CONCORD, N.H. (AP) – Despite Mideast turmoil and President Bush’s low approval ratings, Republicans can win in November by focusing on core issues that unite them, possible presidential candidate George Pataki said Friday.
“If we focus on what separates us, I think we can have a successful November,” Pataki said after an appearance in Keene.
He said Republicans nearly unanimously agree on core issues such as limiting spending and the size of government.
Pataki said the race to succeed him after 12 years as governor of New York illustrates that there are differences between the parties.
Last month, Democratic front-runner Eliot Spitzer vowed “to overturn a court decision that said that marriage is between a man and a woman,” Pataki noted. “I think Republicans firmly believe that is the case. There are issues that divide us.”
The Republican and conservative candidate in New York supports the decision.
Pataki, whose popularity is low at home and who chose not to seek re-election, hasn’t said whether he will run for president.
If he does, many believe he will be handicapped in primaries by positions that are liberal for his party – for keeping abortion legal, for gay rights and for gun control, for example.
But Pataki said voters of all political stripes “are looking for less partisanship, less polarizing and a greater sense of unity and common purpose.” He said audiences in New Hampshire, Iowa and other early voting states in 2008 are demonstrating that.

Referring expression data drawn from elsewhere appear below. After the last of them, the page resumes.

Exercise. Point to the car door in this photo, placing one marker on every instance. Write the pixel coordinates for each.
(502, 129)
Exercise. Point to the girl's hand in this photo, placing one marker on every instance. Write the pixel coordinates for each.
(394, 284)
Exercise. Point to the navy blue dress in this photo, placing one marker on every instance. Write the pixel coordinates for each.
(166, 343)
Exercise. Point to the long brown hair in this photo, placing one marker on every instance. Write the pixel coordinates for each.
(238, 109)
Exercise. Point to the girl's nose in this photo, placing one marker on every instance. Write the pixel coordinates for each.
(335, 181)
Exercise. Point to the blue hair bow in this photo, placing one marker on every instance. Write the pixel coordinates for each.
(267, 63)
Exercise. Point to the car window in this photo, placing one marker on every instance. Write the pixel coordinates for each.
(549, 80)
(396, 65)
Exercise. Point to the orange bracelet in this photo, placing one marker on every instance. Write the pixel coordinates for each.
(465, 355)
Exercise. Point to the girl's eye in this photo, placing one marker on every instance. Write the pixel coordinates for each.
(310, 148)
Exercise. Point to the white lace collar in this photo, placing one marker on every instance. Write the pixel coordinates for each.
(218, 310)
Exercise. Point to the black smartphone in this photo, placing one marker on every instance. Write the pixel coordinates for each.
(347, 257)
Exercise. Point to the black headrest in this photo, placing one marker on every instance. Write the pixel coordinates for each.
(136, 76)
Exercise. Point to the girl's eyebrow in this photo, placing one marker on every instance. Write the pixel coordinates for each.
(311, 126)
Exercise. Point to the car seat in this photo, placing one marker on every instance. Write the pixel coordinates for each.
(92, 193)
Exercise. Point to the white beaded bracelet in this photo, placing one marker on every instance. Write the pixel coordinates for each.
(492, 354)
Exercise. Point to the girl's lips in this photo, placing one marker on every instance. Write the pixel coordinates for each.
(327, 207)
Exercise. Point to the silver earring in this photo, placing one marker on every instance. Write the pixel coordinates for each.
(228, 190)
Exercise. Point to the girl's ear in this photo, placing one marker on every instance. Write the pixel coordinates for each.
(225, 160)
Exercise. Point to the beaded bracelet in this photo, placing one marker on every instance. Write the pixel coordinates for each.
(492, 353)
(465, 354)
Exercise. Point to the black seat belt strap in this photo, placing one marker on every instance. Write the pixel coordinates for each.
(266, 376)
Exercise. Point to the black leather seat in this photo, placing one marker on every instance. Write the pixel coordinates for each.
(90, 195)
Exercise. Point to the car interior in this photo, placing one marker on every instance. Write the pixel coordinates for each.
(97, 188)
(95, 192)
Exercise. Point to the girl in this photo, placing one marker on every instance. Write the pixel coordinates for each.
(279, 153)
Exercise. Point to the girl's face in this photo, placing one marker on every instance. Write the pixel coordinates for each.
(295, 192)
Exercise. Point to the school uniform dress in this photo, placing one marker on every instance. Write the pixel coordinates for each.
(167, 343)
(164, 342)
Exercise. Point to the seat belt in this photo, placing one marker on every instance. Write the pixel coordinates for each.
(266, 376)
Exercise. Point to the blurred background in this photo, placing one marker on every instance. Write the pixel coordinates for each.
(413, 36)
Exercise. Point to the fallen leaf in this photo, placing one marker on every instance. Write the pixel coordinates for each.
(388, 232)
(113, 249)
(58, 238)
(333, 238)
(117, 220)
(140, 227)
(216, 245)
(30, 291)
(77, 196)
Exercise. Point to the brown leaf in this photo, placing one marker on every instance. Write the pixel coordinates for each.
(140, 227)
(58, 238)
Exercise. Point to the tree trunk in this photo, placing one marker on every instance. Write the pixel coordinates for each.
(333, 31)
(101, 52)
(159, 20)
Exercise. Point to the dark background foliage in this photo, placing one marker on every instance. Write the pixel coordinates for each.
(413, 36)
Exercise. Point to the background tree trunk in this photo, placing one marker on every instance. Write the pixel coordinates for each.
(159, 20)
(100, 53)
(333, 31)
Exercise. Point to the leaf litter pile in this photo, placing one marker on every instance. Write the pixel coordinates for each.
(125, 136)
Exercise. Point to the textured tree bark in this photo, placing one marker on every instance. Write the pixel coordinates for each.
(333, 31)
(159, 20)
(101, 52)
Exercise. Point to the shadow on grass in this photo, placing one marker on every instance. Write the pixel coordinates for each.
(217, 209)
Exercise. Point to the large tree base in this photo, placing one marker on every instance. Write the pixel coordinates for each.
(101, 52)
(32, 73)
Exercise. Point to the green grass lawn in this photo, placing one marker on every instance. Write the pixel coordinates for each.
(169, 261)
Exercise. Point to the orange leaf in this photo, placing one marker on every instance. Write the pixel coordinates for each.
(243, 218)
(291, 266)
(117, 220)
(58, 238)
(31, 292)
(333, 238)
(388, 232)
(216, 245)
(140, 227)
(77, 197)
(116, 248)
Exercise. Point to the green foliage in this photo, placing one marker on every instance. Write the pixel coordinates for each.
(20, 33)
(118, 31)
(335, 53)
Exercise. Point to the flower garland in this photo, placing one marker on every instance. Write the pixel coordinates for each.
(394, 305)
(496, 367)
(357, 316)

Pataki spoke as the war between Israel and Hezbollah raged and one day after two top U.S. generals acknowledged the danger that Iraq will descend into civil war. He answered a question about how he would gauge progress to halt sectarian violence in Iraq by lauding that country’s unity government and deploring the lack of international help to shore it up.
“It is extraordinary that Iraq has successfully carried off two elections and put in place a truly democratically elected government that is recognized as such by the global community,” he said.
But, he said, “it shouldn’t just be the United States, along with a few close allies like Great Britain, that have to bear the burden of defending that democratically elected government. I think we should look to the international community and look to the (United Nations) Security Council … to do more to help defend that democracy.”